May 30, 2024

Archives for January 2010

Census of Files Available via BitTorrent

BitTorrent is popular because it lets anyone distribute large files at low cost. Which kinds of files are available on BitTorrent? Sauhard Sahi, a Princeton senior, decided to find out. Sauhard’s independent work last semester, under my supervision, set out to measure what was available on BitTorrent. This post, summarizing his results, was co-written by Sauhard and me.

Sauhard chose a (uniform) random sample of files available via the trackerless variant of BitTorrent, using the Mainline DHT. The sample comprised 1021 files. He classified the files in the sample by file type, language, and apparent copyright status.

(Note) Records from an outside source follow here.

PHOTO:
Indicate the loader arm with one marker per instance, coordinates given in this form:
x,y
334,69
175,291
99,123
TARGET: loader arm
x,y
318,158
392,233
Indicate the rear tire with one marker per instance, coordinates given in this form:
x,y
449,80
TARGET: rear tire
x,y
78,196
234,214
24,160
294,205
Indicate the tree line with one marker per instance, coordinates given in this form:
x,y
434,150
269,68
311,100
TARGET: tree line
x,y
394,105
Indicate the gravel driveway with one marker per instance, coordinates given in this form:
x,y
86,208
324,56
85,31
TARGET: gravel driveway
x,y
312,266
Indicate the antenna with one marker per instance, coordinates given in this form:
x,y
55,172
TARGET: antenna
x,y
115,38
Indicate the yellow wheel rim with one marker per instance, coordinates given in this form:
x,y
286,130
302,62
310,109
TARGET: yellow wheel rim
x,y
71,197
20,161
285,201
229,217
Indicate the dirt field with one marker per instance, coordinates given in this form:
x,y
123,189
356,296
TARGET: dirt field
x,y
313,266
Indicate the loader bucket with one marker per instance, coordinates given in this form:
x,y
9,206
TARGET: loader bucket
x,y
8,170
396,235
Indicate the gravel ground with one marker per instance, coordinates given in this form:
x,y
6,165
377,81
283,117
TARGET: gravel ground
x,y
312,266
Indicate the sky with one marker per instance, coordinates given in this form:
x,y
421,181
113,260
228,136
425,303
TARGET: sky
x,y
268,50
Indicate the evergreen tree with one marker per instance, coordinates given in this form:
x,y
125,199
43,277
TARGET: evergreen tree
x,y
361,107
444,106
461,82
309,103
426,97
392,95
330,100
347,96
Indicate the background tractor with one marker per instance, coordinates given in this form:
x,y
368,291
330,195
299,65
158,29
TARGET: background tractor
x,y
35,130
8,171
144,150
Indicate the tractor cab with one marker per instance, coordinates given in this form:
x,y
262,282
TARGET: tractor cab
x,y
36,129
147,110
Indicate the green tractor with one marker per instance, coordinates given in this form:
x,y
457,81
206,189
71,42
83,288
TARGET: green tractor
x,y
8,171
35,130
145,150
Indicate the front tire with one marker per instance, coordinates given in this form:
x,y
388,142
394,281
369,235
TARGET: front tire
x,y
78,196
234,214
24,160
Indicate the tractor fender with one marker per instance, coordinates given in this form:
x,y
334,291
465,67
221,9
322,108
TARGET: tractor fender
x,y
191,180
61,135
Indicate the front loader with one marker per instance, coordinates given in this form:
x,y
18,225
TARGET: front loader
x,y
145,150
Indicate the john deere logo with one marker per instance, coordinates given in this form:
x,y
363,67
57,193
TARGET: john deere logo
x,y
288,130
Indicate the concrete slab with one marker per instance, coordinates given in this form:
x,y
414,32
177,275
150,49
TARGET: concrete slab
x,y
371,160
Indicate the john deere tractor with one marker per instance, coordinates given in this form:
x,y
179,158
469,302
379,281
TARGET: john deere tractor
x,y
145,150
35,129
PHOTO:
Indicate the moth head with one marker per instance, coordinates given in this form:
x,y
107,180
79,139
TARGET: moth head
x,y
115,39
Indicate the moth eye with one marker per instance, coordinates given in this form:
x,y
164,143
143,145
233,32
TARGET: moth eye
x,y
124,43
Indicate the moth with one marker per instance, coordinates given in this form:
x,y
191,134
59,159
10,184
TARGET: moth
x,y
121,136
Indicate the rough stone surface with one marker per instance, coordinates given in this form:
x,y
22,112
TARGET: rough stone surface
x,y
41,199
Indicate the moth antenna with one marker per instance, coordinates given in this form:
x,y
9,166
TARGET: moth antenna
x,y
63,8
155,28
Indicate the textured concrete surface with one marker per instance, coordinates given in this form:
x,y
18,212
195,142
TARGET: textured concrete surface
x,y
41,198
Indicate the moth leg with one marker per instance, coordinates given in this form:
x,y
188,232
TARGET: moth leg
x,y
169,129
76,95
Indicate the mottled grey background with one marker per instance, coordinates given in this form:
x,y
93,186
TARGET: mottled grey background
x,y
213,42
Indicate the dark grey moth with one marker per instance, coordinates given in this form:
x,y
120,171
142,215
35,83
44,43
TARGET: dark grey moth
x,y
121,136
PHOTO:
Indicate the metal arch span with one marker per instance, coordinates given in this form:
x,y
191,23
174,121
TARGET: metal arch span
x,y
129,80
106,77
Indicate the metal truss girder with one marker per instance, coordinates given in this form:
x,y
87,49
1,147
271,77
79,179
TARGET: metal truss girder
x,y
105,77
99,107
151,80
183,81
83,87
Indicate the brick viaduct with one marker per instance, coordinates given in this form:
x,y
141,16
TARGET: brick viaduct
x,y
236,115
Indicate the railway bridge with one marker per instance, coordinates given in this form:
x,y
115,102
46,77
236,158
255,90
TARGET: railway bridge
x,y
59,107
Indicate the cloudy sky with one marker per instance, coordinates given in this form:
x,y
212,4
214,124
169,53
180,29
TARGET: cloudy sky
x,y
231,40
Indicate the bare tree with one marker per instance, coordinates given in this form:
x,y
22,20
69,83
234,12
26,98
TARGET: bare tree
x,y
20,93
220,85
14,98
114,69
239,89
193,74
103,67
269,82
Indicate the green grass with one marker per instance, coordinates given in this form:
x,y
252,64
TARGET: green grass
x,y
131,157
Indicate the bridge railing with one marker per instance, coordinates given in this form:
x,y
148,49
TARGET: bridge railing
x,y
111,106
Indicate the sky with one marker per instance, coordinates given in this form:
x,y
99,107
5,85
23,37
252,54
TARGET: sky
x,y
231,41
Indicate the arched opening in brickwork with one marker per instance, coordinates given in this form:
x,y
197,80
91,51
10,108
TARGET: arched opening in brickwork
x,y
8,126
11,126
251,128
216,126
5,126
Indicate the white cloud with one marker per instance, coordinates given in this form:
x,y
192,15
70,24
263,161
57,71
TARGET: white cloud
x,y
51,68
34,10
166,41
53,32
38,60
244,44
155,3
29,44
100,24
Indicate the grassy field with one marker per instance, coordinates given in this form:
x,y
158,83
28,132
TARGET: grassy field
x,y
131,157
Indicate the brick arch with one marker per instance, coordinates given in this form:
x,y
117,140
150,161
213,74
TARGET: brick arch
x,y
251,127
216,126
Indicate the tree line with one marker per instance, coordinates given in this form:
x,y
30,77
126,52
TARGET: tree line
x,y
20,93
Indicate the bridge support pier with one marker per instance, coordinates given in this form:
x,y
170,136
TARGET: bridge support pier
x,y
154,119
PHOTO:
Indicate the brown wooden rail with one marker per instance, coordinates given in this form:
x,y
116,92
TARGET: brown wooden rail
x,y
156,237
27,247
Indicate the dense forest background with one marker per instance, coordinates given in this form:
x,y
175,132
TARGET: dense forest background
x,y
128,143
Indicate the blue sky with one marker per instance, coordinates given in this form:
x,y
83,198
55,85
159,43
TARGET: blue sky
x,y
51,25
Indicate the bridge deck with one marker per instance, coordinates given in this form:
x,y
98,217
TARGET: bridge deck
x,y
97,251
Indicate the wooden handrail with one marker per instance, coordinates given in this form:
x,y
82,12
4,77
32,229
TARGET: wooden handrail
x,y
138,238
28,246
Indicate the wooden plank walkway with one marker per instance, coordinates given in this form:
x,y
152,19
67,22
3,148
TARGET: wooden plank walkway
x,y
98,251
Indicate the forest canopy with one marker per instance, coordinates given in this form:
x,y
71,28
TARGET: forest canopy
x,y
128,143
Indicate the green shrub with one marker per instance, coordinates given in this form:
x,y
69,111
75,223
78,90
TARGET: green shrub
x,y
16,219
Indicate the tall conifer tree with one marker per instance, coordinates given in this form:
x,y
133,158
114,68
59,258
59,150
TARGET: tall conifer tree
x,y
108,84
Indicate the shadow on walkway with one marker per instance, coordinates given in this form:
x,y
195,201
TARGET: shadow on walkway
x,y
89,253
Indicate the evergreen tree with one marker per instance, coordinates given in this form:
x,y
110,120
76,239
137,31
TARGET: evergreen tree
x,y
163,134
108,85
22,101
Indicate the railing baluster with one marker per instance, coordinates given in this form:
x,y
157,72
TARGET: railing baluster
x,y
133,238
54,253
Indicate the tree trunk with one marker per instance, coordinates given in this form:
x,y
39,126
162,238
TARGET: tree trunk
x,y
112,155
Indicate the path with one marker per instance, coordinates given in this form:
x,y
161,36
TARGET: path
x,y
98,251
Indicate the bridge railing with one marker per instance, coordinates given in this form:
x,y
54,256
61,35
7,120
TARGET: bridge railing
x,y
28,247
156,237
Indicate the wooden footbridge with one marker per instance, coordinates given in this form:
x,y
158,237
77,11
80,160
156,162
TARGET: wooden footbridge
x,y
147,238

Before describing the results, we need to offer two caveats. First, the results apply only to the Mainline trackerless BitTorrent system that we surveyed. Other parts of the BitTorrent ecosystem might be different. Second, all files that were available were equally likely to appear in the sample — the sample was not weighted by number of downloads, and it probably contains files that were never downloaded at all. So we can’t say anything about the characteristics of BitTorrent downloads, or even of files that are downloaded via BitTorrent, only about files that are available on BitTorrent.

With that out of the way, here’s what Sauhard found.

File types

46% movies and shows (non-pornographic)
14% games and software
14% pornography
10% music
1% books and guides
1% images
14% could not classify


For the movies and shows category, the predominant file format was AVI, and other formats included RMVB (a proprietary format for RealPlayer), MPEG, raw DVD, and some multi-part RAR archives. Interestingly, this section was heavily biased towards recent movies, instead of being spread out evenly over a number of years. In descending order of frequency, we found that 60% of the randomly selected movies and shows were in English, 8% were in Spanish, 7% were in Russian, 5% were in Polish, 5% were in Japanese, 4% were in Chinese, 4% could not be determined, 3% were in French, 1% were in Italian, and other infrequent languages accounted for 2% of the distribution.


For the games and software category, there was no clearly dominant file type, but common file types for software included ISO disc images, multi-part RAR archives, and EXE (Windows executables). The games were targeted for running on different architectures, such as the XBOX 360, Nintendo Wii, and Windows PC’s. In descending order, we found that 74% of games and software in the sample were in English, 12% were in Japanese, 5% were in Spanish, 4% were in Chinese, 2% were in Polish, and 1% were in Russian and French each.


For the pornography category, the predominant encoding format was AVI, similar to the movies category. However, there were significantly more MPG and WMV (Windows Media Video) files available. Also, most pornography torrents included the full pornographic video, a sample of the video (a 1-5 minute extract of the video), as well as posters or images of the porn stars in JPEG format. Also, as these videos are not typically dated like movies are, it is difficult to make any remarks regarding the recency bias for pornographic torrents. Our assumption would be that demand for pornography is not as time-sensitive as demand for movies, so it is likely that these pornographic videos constitute a broader spectrum of time than the movies do. In descending order, we found that 53% of pornography in our sample was in English, 16% was in Chinese, 15% was in Japanese, 6% was in Russian, 3% was in German, 2% was in French, 2% was unclassifiable, and Italian, Hindi, and Spanish appeared infrequently (1% each).


For the music category, the predominant encoding format for music was MP3, there were some albums ripped to WMA (Windows Media Audio, a Microsoft codec), and there were also ISO images and multi-part RAR archives. There is still a bias towards recent albums and songs, but it is not as strongly evident as it is for movies—perhaps because people are more willing to continue seeding music even after it is no longer new, so these torrents are able to stay alive longer in the DHT. In descending order, we found that 78% of music torrents in our sample were in English, 6% were in Russian, 4% were in Spanish, 2% were in Japanese and Chinese each, and other infrequent languages appeared 1% each.


The books/guides and images categories were fairly minor. We classified 15 torrents under books and guides—13 were in English, 1 was in French, and 1 was in Russian. We classified 3 image torrents—one was a set of national park wallpapers, one was a set of pictures of BMW cars (both of these are English), and one was a Japanese comic strip.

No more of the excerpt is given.